I figured I was sunk, but fortunately Ensign Anonymous answered for both of us by saying "Nothing, sir." Then he asked my Dad for a cigarette. My mother immediately pulled the car over and the sailor and his uniform and cap and that white thing whatever it was got out of the car at the corner of Beach Boulevard and Manly Street.

When we got home my mother called my sister and me into her bedroom and looking somewhere down near her left foot, said "There are people who are strange, who do strange things, things they shouldn't do." She thought for a minute and then said, "They are very strange. You shouldn't let it bother you."

My mother was pretty articulate on most subjects, like on not blowing your nose too loudly or the need to wash behind the ears but on this one she struck out. My sister and I conferred later and agreed that neither of us could figure out what the hell she was talking about but I learned from Sister Melissa that our sailor had tried to show his whatever-it-was to her too and she didn't care for it or him at all so she got up into the front seat leaving me alone back there with that monster. Thanks sis.

Mumsie probably said more than that, but I couldn't remember it and it didn't make any sense anyway. I had made it home without anyone finding out about the wet pants, for which I was relieved and thankful.

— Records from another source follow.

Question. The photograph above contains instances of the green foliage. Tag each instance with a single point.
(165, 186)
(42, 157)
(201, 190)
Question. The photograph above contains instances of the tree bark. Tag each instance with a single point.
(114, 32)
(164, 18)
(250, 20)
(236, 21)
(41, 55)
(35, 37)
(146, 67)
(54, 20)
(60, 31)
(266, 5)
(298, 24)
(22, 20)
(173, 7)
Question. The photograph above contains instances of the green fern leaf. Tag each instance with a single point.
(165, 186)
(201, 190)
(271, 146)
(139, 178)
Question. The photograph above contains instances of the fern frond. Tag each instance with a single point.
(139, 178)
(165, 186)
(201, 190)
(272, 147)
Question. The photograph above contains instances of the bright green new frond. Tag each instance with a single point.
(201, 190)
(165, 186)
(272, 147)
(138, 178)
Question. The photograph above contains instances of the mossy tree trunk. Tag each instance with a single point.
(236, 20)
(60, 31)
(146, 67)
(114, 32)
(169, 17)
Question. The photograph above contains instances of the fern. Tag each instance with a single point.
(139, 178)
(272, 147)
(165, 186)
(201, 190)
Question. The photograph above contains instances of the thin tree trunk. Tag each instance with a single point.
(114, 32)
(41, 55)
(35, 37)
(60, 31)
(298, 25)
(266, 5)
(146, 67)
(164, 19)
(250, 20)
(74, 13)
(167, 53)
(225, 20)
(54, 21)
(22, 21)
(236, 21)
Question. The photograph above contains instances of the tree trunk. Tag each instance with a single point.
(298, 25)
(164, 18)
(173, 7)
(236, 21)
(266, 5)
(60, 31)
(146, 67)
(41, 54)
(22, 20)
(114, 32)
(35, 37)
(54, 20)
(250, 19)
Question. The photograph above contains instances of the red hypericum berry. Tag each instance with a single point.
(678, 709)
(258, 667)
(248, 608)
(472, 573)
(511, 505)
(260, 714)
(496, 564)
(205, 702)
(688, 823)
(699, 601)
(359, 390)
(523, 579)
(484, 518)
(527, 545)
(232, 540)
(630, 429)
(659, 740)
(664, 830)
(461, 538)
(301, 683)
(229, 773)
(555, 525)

I am sure of one thing, though. If all this happened fifty years later the Shore Patrol and the sex police would have been called at once and there would have been a great to-do. Counselors and social workers would have questioned me and my sister --- done grief therapy or sex therapy or whatever it's called --- and we would have had to tell our stories a dozen times or more. There would have been police reports, and doctor's reports and social agency reports, and they might even have pulled off our clothes to check us. All these things I can assure you would have cause us much worry (those questions! those explicit dolls! us standing naked in front of all those people!) Our stories would have ended up in a computer somewhere to haunt us up to and perhaps beyond the grave.

But ours' was a simpler time back then. Ensign Anonymous was dumped by the side of the road, Mumsie mumbled something when we got home, Dad went upstairs to bed to read another Ellery Queen, and neither my sister nor I were scarred for life --- at least, speaking for myself, I don't think I was scarred. I haven't asked her. She's pretty weird, but I don't think it has to do with having some guy try to fondle her or show her his private parts before she reached what they call the age of reason.

It's only years later that I find myself thinking about Ensign Anonymous. He certainly had a heavy dose of chutzpah, didn't he? Getting into a strange car without invitation --- the parents up front driving, two kids in the back --- and the first thing he does is pull out his weenie and try to pass it around.

Maybe "You'd Be So Nice to Come Home to" brought up something sad inside him. I would guess that he was on the brink of being shipped overseas. Everyone knew at that particular stage of the war one's chances of returning undamaged, or not returning at all, were about one in three. Maybe he figured he was going to get murdered off some unknown island in the Pacific and so he thought that since he would be dead anyway, he might as well act out his biggest and most lurid fantasy while he still had the time.